Tous deux en se promenant, ils venaient de deviner et de se communiquer le secret de la candidature de Simon Giguet ; car ils avaient compris, la veille, les espérances de madame Marion. Possédés l’un et l’autre du sentiment qui anime le chien du jardinier, ils étaient pleins d’une secrète bonne volonté pour empêcher l’avocat d’épouser la riche héritière dont la main leur avait été refusée.

— Dieu veuille que je sois le maître des élections, reprit le sous-préfet, et que le comte de Gondreville me fasse nommer préfet, car je n’ai pas plus envie que vous de rester ici, quoique je sois d’Arcis.

— Vous avez une belle occasion de vous faire nommer député, mon chef, dit Olivier Vinet à Marest… Venez voir mon père, qui sans doute arrivera dans quelques heures à Provins, et nous lui demanderons de vous faire prendre pour candidat ministériel…

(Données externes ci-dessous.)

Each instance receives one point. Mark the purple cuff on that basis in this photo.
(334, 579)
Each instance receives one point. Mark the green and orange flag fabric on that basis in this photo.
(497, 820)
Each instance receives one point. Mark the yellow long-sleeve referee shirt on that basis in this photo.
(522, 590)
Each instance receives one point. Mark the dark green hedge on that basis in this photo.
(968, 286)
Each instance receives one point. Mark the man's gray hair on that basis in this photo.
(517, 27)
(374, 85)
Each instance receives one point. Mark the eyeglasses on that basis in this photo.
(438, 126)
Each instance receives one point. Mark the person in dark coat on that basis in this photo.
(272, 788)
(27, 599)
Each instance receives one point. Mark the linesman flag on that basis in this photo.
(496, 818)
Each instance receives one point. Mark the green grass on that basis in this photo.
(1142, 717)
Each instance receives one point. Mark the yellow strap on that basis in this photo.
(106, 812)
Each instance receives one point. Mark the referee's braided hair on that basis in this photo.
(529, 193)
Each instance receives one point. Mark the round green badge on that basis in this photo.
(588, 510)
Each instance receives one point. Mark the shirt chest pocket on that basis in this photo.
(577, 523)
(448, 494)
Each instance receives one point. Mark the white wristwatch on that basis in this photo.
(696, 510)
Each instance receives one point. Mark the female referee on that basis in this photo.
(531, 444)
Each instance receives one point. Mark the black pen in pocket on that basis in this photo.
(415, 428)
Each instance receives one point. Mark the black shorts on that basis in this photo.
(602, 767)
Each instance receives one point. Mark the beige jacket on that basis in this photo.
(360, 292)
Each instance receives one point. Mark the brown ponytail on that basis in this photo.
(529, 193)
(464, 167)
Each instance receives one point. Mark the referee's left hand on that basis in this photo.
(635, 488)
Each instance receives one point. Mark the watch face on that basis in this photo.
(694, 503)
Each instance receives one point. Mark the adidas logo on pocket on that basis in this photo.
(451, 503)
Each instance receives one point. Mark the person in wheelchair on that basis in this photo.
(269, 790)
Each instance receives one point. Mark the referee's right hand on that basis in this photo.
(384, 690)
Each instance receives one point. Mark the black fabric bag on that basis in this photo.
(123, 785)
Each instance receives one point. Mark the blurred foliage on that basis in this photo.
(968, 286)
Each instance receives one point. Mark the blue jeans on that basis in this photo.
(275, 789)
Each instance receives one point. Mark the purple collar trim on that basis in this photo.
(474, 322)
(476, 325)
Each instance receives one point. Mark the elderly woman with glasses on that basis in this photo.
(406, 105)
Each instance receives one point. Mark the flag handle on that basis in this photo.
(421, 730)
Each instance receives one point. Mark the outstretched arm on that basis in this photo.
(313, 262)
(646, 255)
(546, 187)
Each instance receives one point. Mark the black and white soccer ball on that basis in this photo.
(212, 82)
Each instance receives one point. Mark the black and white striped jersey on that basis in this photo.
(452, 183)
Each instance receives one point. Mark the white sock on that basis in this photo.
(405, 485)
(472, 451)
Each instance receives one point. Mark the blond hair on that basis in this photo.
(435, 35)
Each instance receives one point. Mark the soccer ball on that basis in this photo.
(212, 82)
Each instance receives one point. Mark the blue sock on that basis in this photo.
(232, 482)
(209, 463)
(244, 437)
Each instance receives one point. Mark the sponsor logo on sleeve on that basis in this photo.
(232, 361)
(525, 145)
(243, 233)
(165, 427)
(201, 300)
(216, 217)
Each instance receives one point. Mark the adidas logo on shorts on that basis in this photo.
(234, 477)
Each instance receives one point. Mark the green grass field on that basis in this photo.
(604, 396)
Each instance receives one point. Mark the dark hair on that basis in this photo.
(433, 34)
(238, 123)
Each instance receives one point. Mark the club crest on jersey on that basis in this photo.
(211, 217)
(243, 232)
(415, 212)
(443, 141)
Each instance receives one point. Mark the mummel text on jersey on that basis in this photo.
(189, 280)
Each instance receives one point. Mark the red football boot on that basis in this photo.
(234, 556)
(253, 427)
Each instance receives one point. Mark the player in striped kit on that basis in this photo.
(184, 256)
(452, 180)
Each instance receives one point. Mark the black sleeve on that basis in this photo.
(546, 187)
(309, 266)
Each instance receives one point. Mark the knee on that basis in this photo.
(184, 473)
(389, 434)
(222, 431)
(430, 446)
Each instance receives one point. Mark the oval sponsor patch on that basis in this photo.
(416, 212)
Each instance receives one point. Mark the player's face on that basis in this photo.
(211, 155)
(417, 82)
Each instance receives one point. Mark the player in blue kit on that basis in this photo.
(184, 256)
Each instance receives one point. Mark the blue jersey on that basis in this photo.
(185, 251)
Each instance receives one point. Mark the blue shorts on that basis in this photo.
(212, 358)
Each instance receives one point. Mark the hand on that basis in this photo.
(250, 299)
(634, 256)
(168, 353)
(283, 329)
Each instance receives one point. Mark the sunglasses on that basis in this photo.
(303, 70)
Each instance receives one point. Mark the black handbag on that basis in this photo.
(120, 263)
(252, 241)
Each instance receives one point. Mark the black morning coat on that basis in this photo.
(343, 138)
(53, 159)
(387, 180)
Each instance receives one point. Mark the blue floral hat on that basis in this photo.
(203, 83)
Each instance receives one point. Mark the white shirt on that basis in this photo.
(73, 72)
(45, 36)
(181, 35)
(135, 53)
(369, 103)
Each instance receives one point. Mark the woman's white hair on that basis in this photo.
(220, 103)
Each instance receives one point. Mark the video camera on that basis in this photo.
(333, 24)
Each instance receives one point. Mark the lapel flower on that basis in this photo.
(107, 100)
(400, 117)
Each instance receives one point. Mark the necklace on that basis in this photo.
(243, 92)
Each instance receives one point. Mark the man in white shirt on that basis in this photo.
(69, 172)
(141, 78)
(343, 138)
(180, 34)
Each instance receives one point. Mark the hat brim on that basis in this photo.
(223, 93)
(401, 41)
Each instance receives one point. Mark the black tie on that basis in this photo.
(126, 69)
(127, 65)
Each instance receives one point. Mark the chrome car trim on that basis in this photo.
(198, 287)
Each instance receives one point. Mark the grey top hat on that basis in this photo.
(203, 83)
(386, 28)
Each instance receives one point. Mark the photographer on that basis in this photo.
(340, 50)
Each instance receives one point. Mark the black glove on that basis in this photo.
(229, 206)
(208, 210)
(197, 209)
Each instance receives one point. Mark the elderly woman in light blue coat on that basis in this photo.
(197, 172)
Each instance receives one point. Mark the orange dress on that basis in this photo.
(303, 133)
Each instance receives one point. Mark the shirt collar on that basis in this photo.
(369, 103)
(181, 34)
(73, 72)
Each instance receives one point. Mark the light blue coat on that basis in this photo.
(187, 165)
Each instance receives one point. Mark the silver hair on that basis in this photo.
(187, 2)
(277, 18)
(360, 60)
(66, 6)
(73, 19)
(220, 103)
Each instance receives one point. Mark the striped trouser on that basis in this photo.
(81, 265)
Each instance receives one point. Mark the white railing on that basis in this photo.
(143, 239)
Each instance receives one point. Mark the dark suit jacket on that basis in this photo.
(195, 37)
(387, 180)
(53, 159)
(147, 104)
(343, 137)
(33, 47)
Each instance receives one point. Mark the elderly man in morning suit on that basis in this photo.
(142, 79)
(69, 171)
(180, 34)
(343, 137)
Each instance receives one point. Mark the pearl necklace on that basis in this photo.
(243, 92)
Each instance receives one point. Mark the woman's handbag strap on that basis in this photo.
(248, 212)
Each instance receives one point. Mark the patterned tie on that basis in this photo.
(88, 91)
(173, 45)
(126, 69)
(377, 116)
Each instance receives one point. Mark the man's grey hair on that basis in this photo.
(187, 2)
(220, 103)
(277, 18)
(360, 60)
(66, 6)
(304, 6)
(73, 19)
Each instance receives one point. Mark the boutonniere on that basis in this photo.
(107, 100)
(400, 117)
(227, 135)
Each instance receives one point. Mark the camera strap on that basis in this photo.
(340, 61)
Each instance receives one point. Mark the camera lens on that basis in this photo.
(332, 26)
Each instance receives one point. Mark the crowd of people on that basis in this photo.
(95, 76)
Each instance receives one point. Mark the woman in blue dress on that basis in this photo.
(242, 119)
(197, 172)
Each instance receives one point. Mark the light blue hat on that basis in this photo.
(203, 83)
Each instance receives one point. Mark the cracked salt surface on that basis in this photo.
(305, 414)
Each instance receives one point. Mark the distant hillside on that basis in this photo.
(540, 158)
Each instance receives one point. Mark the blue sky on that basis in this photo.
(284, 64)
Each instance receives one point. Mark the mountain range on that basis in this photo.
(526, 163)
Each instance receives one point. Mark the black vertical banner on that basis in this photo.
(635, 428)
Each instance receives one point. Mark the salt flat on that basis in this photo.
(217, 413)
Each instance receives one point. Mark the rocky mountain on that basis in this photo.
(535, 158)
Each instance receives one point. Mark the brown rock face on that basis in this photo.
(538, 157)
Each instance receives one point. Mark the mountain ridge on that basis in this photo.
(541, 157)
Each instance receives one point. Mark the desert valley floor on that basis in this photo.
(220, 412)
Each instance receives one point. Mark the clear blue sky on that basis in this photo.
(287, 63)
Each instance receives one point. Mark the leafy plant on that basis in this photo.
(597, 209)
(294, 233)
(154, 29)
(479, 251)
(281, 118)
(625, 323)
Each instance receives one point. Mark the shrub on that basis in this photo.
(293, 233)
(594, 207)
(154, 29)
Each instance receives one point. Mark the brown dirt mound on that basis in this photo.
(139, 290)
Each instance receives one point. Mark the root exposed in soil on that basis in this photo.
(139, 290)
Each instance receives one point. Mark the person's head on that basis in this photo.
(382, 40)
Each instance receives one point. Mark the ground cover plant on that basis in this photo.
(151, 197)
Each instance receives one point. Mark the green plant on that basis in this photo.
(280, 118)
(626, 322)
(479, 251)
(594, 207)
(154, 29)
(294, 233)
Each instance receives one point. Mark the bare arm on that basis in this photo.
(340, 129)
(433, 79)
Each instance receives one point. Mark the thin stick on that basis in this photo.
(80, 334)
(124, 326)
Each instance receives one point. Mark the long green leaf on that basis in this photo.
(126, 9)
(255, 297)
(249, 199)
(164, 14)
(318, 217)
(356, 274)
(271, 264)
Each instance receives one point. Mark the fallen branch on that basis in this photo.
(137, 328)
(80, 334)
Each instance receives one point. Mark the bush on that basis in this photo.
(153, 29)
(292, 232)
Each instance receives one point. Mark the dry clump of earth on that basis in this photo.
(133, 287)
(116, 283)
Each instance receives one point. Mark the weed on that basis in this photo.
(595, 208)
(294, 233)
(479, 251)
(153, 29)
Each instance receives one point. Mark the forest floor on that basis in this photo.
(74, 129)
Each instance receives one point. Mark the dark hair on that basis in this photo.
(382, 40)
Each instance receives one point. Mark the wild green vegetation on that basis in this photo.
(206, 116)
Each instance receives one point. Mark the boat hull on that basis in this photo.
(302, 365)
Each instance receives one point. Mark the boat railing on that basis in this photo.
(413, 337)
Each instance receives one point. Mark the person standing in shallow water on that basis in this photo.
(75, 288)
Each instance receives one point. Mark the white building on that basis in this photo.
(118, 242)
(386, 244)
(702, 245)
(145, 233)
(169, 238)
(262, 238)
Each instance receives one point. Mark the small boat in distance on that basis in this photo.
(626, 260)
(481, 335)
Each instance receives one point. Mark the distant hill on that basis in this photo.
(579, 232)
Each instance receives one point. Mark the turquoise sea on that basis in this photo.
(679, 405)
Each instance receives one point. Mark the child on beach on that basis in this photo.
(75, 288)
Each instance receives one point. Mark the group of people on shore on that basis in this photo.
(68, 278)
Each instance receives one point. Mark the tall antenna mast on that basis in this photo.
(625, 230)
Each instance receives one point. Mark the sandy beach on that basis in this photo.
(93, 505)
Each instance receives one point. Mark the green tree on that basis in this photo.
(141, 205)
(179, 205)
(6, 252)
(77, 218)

— Restez ici, reprit Antonin, le ministère a des vues sur la candidature d’Arcis…

— Ah bah ! Mais il y a deux ministères : celui qui croit faire les élections et celui qui croit en profiter, dit Vinet.

— Ne compliquons pas les embarras d’Antonin, répondit Frédéric Marest en faisant un clignement d’yeux à son substitut.

Les quatre magistrats, alors arrivés bien au-delà de l’avenue des Soupirs, sur la place, s’avancèrent jusques devant l’auberge du Mulet, en voyant venir Poupart qui sortait de chez madame Marion.

En ce moment, la porte cochère de la maison vomissait les soixante-sept conspirateurs.

— Vous êtes donc allé dans cette maison ? lui dit Antonin Goulard en lui montrant les murs du jardin Marion qui bordent la route de Brienne en face des écuries du Mulet.

— Je n’y retournerai plus, monsieur le sous-préfet, répondit l’aubergiste ; le fils de monsieur Keller est mort, je n’ai plus rien à faire. Dieu s’est chargé de faire la place nette…

— Eh bien ! Pigoult ?… fit Olivier Vinet en voyant venir toute l’opposition de l’assemblée Marion.